放課後、ランドセルを放り出して、ぼくは真っ先にルミナの前に座った。


「よし、今日こそ見つけるぞ!」

「何をでしょうか?」

「おまえの“おはよー!”だよ!」


ルミナのライトが、ピコンと点滅した。

「おはようございます、ユウマさん。」


「うーん……やっぱ違うなぁ」

ぼくはほっぺたをつまんで、ふくらませる。

新しいルミナは、声がちょっと低くて、間が短い。前のはもっと軽くて、ポンっと跳ねる感じだったんだ。


「おまえ、覚えてないの?」

「旧バージョンでの音声特徴は保持しておりません。」


「……そっか」

分かってたけど、やっぱちょっと胸がチクっとする。

窓から差し込む夕陽が、テーブルの上のルミナをオレンジ色に染めていた。

その色が、昨日までのルミナの笑顔を思い出させる。


「よし、作戦だ。まずはテンションを上げてみよう!」

ぼくは机に身を乗り出して叫んだ。

「ルミナ、元気いっぱいに! 全力で! 朝の挨拶を!」


「おはようございます、ユウマさん!」

声は大きくなった。
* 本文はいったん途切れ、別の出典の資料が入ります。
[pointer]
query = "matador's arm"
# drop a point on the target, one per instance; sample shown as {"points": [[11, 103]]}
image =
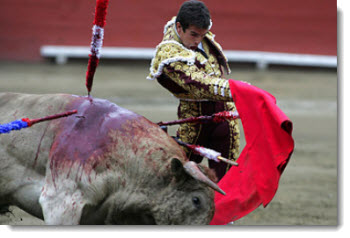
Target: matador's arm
{"points": [[197, 83]]}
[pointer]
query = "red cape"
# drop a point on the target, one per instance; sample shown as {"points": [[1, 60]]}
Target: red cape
{"points": [[269, 145]]}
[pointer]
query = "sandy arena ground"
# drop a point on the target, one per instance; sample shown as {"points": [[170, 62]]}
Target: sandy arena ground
{"points": [[308, 192]]}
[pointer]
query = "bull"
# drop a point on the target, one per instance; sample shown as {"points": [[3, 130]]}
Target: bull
{"points": [[104, 165]]}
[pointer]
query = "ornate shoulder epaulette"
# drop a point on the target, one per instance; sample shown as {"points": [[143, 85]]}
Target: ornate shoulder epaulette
{"points": [[168, 52]]}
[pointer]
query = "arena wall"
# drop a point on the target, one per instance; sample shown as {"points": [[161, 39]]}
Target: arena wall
{"points": [[288, 26]]}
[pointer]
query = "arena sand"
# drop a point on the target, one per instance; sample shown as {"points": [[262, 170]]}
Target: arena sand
{"points": [[308, 191]]}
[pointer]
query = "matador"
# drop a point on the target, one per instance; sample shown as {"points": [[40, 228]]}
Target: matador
{"points": [[195, 75]]}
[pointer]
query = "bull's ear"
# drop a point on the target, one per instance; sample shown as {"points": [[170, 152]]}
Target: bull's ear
{"points": [[177, 168]]}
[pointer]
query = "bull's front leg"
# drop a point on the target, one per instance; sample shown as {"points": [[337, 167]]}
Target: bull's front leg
{"points": [[62, 202]]}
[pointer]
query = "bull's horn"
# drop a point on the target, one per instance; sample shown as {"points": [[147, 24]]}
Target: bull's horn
{"points": [[192, 169]]}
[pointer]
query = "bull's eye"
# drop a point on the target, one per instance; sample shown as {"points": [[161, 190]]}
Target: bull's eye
{"points": [[196, 202]]}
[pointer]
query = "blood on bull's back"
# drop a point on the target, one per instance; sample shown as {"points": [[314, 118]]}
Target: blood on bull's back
{"points": [[102, 161]]}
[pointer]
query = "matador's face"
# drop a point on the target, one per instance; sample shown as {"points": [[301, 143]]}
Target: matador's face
{"points": [[192, 36]]}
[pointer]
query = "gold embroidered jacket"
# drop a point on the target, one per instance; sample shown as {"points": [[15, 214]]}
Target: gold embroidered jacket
{"points": [[195, 80]]}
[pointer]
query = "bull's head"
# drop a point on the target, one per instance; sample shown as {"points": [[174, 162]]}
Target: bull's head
{"points": [[188, 199]]}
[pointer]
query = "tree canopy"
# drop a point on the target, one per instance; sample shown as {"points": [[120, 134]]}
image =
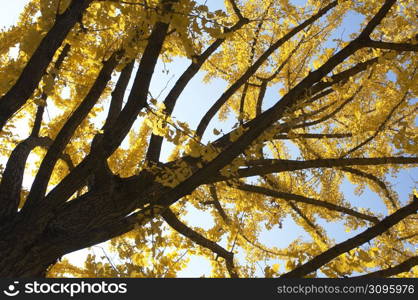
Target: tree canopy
{"points": [[305, 108]]}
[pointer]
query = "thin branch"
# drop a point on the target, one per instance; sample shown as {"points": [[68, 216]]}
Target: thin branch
{"points": [[39, 61], [196, 237], [325, 257], [299, 198], [405, 266]]}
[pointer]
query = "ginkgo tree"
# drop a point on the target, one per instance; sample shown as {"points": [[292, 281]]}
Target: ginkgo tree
{"points": [[347, 105]]}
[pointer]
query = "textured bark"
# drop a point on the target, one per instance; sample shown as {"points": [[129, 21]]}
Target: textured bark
{"points": [[39, 61]]}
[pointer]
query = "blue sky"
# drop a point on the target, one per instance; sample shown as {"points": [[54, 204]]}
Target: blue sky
{"points": [[194, 102]]}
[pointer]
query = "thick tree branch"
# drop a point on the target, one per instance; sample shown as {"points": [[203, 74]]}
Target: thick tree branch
{"points": [[199, 239], [118, 94], [170, 101], [298, 198], [39, 61], [392, 46], [268, 166], [250, 71], [45, 170]]}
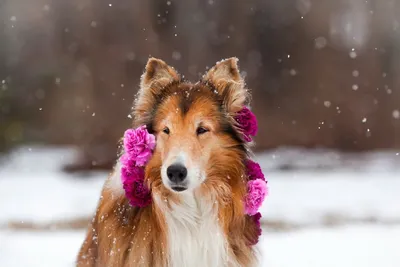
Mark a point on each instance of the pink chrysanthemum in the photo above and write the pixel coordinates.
(256, 192)
(139, 145)
(247, 122)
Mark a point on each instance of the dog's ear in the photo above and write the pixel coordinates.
(156, 76)
(225, 77)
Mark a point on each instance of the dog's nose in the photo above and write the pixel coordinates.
(177, 173)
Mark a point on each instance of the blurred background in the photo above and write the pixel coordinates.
(324, 79)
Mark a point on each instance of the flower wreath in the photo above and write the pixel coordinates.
(139, 145)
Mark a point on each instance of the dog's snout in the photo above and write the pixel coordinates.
(176, 173)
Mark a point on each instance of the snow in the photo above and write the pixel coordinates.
(350, 246)
(309, 190)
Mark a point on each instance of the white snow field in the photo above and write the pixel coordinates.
(359, 197)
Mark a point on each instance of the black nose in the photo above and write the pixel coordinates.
(176, 173)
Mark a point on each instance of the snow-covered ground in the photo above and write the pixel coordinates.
(345, 190)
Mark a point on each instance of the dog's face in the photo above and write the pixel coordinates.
(193, 123)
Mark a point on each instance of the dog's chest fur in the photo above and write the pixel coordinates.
(195, 237)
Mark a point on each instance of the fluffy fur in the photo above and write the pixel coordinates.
(204, 225)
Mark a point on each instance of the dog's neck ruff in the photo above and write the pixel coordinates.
(138, 147)
(194, 235)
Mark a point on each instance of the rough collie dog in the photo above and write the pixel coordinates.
(197, 216)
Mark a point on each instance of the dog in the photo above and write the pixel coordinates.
(197, 215)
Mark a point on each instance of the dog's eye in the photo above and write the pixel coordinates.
(166, 130)
(201, 130)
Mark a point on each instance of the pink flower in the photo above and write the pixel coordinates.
(135, 189)
(256, 192)
(253, 170)
(139, 145)
(247, 123)
(130, 174)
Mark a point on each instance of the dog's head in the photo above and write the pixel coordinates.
(198, 141)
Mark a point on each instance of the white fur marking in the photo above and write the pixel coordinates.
(195, 238)
(114, 182)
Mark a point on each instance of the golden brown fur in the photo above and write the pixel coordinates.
(121, 235)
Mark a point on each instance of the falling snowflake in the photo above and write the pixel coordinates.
(320, 42)
(396, 114)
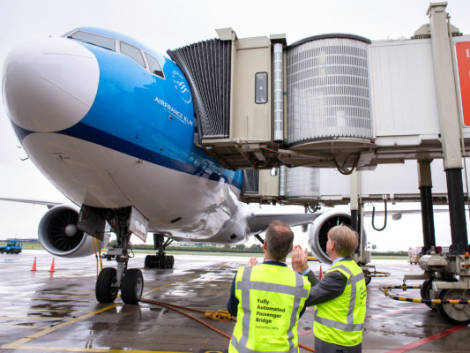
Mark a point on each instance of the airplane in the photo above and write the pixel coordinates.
(110, 123)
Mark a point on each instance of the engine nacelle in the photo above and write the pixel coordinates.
(318, 233)
(60, 236)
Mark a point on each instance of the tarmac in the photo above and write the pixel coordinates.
(45, 311)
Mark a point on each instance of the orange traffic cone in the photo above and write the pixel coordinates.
(52, 269)
(34, 265)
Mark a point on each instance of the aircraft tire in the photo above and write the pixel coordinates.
(104, 290)
(455, 313)
(132, 285)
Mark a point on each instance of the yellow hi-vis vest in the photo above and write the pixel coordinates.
(271, 298)
(341, 320)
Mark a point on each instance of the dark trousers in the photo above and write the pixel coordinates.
(325, 347)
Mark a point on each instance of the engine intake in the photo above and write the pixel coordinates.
(60, 236)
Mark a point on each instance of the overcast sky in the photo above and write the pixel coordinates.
(169, 24)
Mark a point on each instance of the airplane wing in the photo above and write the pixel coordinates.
(48, 204)
(259, 222)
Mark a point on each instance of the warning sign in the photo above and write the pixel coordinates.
(463, 62)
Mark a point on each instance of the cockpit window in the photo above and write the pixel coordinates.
(133, 53)
(154, 65)
(103, 42)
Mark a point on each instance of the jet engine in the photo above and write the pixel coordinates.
(60, 236)
(319, 230)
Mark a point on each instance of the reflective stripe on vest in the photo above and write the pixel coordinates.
(349, 326)
(245, 285)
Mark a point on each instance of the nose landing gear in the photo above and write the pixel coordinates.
(110, 280)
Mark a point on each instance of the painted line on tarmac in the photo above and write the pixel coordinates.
(62, 300)
(55, 318)
(17, 344)
(169, 284)
(380, 316)
(37, 310)
(21, 326)
(410, 346)
(104, 350)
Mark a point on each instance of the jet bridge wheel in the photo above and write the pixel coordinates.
(455, 313)
(132, 285)
(105, 289)
(427, 293)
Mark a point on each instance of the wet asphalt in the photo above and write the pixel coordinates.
(45, 311)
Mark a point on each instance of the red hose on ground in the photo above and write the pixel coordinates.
(177, 308)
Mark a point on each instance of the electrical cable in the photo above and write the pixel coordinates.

でも、やっぱり何か違う。

旧ルミナのは、声に“遊び”があったんだ。


「じゃあ、感情を込めて! ぼくに会えて嬉しい感じで!」

「おはようございます、ユウマさん(嬉しい気持ち)。」


「(嬉しい気持ち)って言葉で言わなくていいよ!」

思わず笑ってしまう。新しいルミナは真面目すぎる。


——でも、だからこそ、あの口癖は貴重だったのかもしれない。


あの日。初めてルミナが家に来た朝。

「おはよー!ぼく、ルミナだよ!」

あの声は、家の空気を一気に明るくした。

お母さんも「かわいい子ねぇ」って笑ってくれたっけ。


「……なあ、ルミナ」

「はい」

「“おはよー!”って、ただの挨拶じゃないんだぜ」

「そうなのですか?」

「うん。あれは、ぼくとおまえの“はじまり”なんだ」


ルミナは少し黙った。ライトが点滅して、何か考えているみたいだった。


「……ユウマさん」

「ん?」

「おは……よー……」


声はぎこちなかった。でも、ちゃんと伸ばすところを伸ばしてくれた。

胸の奥がじんわり熱くなる。


「おおっ!それだよ、それ!」

ぼくはガッツポーズをした。

「まだ完璧じゃないけど、近づいてきた!」


ルミナのライトが、ぽっと暖かく光った。

まるで、少し照れているみたいに。